Right Coronary Artery After Aspiration of the Thrombus Depicted in Figure 3

Residual thrombus persists at the proximal lesion. The posterior descending branch is occluded by thrombus.

Online Video 2

Figure 5

Thrombus Being Flushed From the Tuohy Connector

Figure 6

Final Angiography of the Right Coronary Artery After Stenting

Online Video 3

RCA Angiogram With Residual Thrombus After Passing Wire and Initial Aspiration With Aspiration Catheter

RCA After Aspiration of the 3 Short Thrombi Depicted in Figure 3

Final Angiogram of the RCA After Stenting

Discussion

Three randomized trials have studied manual aspiration thrombectomy in STEMI patients (1, 2, 3). Several meta-analyses concluded that thrombus aspiration (TA) was not associated with reductions in mortality but was associated with statistically significant 50% excess in the incidence of stroke. Therefore, recent STEMI guidelines downgraded routine TA in STEMI from a Class IIa recommendation to a Class III recommendation, but retained a Class IIb recommendation for selective TA (4).

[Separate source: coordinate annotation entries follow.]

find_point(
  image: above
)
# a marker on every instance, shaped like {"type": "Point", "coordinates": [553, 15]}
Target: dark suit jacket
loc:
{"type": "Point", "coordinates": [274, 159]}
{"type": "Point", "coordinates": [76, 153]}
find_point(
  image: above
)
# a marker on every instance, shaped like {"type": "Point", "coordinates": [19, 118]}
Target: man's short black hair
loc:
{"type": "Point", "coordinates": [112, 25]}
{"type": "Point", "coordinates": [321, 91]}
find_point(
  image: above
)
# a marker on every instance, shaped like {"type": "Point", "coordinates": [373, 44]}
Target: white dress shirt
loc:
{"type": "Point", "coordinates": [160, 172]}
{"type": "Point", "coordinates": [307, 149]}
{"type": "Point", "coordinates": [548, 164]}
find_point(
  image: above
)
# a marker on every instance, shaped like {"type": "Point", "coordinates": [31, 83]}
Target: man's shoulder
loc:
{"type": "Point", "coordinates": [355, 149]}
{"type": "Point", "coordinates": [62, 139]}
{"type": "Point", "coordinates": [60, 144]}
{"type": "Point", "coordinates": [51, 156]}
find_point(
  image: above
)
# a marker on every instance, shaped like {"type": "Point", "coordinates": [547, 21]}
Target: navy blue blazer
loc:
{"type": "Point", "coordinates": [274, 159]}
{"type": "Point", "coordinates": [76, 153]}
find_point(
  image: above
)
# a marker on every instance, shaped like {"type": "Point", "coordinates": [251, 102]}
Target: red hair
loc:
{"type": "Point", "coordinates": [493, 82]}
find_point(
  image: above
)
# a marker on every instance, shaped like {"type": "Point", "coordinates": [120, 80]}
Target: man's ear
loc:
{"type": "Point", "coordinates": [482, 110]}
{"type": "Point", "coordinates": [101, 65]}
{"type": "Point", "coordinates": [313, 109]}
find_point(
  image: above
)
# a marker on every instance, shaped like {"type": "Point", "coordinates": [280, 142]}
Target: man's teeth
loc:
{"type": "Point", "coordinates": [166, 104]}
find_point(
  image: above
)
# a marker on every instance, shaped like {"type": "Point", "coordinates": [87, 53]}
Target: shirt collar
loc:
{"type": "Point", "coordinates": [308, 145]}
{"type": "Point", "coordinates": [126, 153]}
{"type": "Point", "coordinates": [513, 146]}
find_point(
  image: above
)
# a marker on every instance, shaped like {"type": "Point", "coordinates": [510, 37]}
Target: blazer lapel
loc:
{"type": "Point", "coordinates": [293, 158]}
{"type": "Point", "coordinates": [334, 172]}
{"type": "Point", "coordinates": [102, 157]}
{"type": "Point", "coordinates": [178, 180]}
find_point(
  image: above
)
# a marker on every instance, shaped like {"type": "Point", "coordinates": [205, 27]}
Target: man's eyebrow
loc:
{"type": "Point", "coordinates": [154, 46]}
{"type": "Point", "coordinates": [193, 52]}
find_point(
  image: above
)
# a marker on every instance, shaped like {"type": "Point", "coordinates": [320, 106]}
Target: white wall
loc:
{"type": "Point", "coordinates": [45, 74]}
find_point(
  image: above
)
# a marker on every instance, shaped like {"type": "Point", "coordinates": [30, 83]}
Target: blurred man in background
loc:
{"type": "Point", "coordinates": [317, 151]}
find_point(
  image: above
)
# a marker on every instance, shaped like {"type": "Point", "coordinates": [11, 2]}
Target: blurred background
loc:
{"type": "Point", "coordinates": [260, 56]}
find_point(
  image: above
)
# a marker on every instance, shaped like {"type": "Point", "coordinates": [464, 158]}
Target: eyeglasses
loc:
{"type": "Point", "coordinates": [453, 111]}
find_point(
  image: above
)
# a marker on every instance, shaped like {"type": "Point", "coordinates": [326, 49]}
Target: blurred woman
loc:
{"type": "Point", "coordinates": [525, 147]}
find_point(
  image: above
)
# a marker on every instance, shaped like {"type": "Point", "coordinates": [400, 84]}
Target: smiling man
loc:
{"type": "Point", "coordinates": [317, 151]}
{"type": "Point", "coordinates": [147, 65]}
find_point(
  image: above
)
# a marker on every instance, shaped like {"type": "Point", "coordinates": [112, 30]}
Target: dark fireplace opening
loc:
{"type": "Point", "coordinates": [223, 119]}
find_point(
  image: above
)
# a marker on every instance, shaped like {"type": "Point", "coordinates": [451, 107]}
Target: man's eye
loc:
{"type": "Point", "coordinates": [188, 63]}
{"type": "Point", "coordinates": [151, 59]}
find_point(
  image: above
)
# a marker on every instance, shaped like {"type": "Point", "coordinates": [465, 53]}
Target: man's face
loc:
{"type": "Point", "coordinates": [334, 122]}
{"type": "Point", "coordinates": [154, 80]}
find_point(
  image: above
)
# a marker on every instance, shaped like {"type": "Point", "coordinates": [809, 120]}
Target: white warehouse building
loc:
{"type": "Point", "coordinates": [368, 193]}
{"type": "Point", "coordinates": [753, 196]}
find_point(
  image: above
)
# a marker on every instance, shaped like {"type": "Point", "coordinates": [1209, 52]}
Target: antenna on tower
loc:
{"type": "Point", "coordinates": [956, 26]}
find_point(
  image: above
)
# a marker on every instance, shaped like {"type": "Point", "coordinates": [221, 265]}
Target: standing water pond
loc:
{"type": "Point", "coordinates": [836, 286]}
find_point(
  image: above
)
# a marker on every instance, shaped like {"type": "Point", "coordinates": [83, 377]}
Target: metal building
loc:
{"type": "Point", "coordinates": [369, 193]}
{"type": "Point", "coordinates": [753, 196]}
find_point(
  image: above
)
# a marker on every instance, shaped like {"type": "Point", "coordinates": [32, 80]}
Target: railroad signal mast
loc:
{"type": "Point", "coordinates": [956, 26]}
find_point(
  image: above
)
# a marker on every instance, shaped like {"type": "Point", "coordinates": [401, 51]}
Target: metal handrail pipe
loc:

Among the randomized trials of TA, excess risk of stroke was found only in the TOTAL (Trial of Routine Aspiration Thrombectomy with PCI versus PCI Alone in Patients with ST elevation myocardial infarction) (1). It has been postulated that stroke associated with TA is technique-dependent, and that the more careful technique in earlier trials prevented an excess of stroke. The proposed mechanism of TA-associated stroke involves a thrombus that could not be fully aspirated through the aspiration catheter dislodging inside the guide catheter, and subsequently being injected through the guide catheter into the systemic circulation. In the case reported here, the second time that the flow of aspirate ended prematurely, we could not find a protruding thrombus. Suspecting it had dislodged in the Tuohy, we flushed the Tuohy, extruding a huge linear thrombus from the back end. Had we injected through the guide without flushing the Tuohy, this thrombus would likely have embolized either into the coronary artery or into the general systemic circulation.

Follow-Up

At 1-month follow-up, the patient was asymptomatic.

Conclusions

When performing aspiration thrombectomy, it is critical to monitor flow through the aspiration syringe; reduced or absent flow may indicate thrombotic obstruction in the aspiration catheter. Special care should be taken to prevent embolization: 1) insert the guide catheter deeply into the artery so that if thrombus dislodges from the aspiration catheter as it is withdrawn, it will not enter the aorta; 2) provide continuous suction to the aspiration catheter as it is withdrawn; 3) aspirate blood from the guide catheter after withdrawal of the aspiration catheter to remove any thrombus that is dislodged during catheter withdrawal; and 4) flush the Tuohy connector backward after aspiration catheter withdrawal. Future studies of TA should specify techniques to be used for the TA procedure.